Neurociencias

During 2010, the Clinical Neuroimmunology Research Group participated in 21 international clinical trials, namely, 10 phase II, 10 phase III, and 1 phase IV trials as well as 11 extension studies of previous trials, i.e. 6 phase II and 5 phase III trials. Xavier Montalban is involved, as member of the Steering Committee, in the conduct of seven of these trials and is the principal investigator of 3 international phase III clinical trials.

2.1. Search for candidate genes in susceptibility regions for multiple sclerosis 

Lead scientist: Manuel Comabella

This line of research seeks to characterize the genetic component of multiple sclerosis by genotyping candidate genes involved in disease etiopathogenesis.
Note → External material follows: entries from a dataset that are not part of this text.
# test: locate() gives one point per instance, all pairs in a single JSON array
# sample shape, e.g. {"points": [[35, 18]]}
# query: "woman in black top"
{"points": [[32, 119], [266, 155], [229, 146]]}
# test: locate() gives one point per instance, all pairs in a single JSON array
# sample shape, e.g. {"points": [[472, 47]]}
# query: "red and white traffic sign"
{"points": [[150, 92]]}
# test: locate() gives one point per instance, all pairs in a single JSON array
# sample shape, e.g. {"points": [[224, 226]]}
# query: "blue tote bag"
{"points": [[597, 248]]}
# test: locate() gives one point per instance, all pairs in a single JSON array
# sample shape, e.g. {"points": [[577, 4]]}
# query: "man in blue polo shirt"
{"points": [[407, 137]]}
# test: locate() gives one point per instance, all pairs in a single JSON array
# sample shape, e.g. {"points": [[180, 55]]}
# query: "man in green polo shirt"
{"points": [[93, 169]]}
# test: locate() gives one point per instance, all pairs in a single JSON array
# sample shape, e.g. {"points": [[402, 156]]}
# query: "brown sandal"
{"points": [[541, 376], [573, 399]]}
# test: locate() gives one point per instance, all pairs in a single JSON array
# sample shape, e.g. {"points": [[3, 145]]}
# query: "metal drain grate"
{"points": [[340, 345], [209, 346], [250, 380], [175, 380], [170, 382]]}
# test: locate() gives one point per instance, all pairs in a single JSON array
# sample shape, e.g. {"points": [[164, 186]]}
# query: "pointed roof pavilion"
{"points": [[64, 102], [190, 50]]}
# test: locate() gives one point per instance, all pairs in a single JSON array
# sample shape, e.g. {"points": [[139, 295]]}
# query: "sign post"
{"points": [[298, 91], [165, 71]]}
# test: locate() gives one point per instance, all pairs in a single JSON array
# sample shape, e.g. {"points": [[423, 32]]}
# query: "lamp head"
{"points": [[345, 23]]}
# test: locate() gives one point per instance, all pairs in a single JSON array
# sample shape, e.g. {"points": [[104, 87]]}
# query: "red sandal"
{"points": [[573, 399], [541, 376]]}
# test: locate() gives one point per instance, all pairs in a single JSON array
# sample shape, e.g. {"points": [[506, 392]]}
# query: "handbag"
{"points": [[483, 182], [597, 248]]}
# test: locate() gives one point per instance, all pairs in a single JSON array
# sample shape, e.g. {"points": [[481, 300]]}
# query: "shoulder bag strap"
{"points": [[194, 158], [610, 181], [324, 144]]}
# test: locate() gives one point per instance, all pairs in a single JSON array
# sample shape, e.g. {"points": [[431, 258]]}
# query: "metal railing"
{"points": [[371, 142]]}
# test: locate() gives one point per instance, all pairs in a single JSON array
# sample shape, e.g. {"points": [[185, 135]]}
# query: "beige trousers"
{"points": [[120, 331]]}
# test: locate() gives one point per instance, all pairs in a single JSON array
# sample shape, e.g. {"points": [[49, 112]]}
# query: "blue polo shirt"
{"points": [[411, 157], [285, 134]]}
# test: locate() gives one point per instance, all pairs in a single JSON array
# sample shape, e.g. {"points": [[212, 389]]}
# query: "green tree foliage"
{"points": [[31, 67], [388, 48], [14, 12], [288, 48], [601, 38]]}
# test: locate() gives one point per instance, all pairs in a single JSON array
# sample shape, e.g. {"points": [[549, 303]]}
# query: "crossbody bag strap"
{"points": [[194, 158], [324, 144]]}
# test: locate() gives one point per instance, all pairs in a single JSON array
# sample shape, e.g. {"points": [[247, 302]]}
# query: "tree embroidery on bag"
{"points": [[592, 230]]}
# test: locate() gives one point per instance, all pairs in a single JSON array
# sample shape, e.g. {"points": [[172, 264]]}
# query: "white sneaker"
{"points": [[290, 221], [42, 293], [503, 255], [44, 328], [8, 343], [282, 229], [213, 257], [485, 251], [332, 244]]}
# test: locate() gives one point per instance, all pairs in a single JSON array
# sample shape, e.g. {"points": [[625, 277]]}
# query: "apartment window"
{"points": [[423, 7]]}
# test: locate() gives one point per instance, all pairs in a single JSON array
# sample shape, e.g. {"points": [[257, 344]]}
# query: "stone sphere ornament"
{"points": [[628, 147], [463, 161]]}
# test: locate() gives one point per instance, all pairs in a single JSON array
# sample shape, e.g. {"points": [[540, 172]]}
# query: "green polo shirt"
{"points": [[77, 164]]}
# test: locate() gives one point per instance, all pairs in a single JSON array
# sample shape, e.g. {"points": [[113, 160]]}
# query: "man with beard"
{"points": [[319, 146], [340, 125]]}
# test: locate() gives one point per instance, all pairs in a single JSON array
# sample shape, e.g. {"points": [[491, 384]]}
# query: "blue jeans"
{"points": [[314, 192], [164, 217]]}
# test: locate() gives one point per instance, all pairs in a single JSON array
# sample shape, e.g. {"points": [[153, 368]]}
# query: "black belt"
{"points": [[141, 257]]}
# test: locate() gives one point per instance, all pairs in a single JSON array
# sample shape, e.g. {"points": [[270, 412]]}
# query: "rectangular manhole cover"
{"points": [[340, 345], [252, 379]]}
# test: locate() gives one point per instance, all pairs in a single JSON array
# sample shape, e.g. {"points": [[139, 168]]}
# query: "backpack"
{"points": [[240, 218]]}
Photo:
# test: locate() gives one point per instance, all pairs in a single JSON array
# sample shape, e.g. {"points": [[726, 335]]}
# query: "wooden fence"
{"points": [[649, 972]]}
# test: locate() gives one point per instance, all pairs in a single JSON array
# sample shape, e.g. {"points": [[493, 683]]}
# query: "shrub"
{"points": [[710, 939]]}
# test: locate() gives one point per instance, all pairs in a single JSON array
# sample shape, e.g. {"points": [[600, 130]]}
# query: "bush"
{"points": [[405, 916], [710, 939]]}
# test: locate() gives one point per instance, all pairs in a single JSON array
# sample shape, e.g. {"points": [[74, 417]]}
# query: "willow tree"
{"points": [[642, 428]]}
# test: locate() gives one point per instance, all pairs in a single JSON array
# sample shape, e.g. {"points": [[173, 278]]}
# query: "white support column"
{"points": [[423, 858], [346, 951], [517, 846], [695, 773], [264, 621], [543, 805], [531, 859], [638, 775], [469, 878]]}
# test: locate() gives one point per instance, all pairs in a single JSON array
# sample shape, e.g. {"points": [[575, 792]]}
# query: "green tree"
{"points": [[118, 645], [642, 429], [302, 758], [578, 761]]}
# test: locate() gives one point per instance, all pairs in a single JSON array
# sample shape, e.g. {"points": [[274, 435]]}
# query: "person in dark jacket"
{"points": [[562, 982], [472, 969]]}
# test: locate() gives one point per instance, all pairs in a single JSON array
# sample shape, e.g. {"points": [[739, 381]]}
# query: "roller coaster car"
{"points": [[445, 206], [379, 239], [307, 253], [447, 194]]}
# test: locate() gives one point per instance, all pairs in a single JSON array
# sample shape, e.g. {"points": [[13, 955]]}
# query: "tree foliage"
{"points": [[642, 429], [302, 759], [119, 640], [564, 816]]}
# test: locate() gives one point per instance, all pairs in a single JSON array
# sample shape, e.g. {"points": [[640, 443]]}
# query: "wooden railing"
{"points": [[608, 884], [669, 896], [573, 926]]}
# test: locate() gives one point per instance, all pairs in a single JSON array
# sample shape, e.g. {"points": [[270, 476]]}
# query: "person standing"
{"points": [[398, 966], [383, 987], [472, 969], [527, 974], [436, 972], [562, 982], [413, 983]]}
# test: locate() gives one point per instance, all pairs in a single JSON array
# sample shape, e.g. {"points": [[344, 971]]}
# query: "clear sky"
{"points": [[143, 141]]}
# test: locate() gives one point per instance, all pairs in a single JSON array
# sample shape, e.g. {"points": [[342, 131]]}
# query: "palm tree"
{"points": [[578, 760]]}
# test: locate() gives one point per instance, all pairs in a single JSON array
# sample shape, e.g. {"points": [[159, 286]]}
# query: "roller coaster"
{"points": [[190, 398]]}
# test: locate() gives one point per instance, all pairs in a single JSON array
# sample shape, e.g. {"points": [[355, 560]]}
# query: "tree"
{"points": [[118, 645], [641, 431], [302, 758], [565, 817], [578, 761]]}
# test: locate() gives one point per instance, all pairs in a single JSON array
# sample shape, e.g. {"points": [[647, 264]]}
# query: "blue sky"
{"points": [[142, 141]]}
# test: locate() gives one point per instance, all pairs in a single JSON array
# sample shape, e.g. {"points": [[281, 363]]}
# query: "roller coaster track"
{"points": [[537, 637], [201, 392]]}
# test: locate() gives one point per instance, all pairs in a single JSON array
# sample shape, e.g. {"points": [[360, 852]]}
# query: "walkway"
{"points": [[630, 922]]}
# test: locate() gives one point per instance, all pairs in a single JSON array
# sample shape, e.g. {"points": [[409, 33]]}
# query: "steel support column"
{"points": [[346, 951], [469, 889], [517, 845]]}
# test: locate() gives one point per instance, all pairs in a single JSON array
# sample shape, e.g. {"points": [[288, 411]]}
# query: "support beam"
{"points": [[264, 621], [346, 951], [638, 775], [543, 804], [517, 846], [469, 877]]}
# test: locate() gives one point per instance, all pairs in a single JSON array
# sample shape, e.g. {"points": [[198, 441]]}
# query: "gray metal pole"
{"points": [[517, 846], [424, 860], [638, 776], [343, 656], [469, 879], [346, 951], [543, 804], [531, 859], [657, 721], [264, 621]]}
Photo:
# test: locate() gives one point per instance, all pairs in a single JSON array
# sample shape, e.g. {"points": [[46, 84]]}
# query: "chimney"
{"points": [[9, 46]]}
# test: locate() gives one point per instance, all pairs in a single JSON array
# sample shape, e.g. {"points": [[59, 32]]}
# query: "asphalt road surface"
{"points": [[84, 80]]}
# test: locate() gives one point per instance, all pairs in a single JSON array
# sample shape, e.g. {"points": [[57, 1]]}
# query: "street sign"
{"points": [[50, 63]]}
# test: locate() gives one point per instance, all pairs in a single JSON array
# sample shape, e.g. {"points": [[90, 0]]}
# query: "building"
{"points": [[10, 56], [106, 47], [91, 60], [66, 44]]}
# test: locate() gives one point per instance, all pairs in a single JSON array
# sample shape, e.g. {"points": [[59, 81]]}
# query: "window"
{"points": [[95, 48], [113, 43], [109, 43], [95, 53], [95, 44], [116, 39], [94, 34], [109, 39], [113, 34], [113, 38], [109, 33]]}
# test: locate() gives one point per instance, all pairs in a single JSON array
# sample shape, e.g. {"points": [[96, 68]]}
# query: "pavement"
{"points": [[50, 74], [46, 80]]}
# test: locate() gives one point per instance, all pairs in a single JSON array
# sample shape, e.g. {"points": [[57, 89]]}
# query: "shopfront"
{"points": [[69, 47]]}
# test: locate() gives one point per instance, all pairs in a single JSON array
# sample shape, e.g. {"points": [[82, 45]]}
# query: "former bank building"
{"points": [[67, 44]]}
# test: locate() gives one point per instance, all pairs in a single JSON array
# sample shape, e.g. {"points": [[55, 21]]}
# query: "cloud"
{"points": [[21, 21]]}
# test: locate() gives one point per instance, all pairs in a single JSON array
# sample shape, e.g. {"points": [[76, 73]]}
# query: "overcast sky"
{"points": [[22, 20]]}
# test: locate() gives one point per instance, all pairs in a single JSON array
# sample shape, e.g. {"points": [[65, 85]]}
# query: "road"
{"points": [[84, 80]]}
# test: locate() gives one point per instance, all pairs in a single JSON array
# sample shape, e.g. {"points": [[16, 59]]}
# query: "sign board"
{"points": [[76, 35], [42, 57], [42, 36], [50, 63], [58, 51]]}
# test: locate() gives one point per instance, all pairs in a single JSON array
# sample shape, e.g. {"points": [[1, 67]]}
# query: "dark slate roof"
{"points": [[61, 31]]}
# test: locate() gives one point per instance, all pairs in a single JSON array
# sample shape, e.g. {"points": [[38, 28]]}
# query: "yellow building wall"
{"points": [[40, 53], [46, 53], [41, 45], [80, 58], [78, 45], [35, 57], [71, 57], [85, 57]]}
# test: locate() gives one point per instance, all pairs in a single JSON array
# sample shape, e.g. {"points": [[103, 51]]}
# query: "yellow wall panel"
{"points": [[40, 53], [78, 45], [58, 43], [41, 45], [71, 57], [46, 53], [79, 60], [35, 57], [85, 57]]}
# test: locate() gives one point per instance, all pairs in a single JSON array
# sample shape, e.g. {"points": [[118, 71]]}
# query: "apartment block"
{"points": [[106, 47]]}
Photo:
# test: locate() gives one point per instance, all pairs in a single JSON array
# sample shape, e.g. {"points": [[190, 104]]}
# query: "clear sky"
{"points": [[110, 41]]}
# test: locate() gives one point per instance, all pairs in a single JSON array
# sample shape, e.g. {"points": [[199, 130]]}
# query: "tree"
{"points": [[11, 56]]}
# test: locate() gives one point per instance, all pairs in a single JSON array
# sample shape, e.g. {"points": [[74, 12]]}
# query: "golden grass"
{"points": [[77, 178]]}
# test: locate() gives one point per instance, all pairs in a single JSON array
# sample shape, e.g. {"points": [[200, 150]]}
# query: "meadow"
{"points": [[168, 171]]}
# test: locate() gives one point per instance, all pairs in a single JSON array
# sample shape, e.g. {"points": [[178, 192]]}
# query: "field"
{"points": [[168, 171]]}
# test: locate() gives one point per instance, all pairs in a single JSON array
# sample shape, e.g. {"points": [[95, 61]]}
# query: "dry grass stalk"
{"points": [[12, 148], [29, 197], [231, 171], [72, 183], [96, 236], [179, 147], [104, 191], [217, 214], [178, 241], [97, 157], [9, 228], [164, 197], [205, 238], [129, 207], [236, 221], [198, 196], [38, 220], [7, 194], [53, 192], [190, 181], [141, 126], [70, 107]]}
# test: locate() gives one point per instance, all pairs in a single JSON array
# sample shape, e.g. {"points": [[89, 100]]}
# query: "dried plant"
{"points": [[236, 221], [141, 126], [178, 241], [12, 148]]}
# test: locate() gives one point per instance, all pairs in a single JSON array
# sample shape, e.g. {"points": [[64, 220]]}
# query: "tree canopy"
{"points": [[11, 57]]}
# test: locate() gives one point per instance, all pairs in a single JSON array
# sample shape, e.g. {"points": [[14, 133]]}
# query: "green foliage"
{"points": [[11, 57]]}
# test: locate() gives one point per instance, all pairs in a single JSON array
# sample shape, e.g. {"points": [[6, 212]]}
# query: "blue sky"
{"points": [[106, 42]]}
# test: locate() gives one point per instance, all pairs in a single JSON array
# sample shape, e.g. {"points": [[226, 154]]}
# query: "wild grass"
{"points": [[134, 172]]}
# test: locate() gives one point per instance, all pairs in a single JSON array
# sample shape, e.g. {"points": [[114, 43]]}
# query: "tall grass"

2.2. Search for clinical, radiological and biological prognostic markers in patients presenting with a clinically isolated syndrome (CIS) suggestive of MS

Lead scientist: Mar Tintoré

Since 1995, Patients presenting with a CIS or first attack suggestive of MS are included in a prospective cohort study. Clinical variables (age, gender topography of the syndrome), radiological variables (number of lesions, number of Barkhof criteria, topography of the lesions, atrophy measures), neurophysiological variables (visual, brainstem and somestesic evoked potentials) as well as biological markers (IgG and IgM oligoclonal bands, neurofilaments light and heavy chains, fetuin A, GFAP, anti-neurofascin antibodies, anti-glycan panel) are studied as predictors of conversion to MS and as predictors of disability progression. Mathematical models with different combinations of the variables listed above are investigated.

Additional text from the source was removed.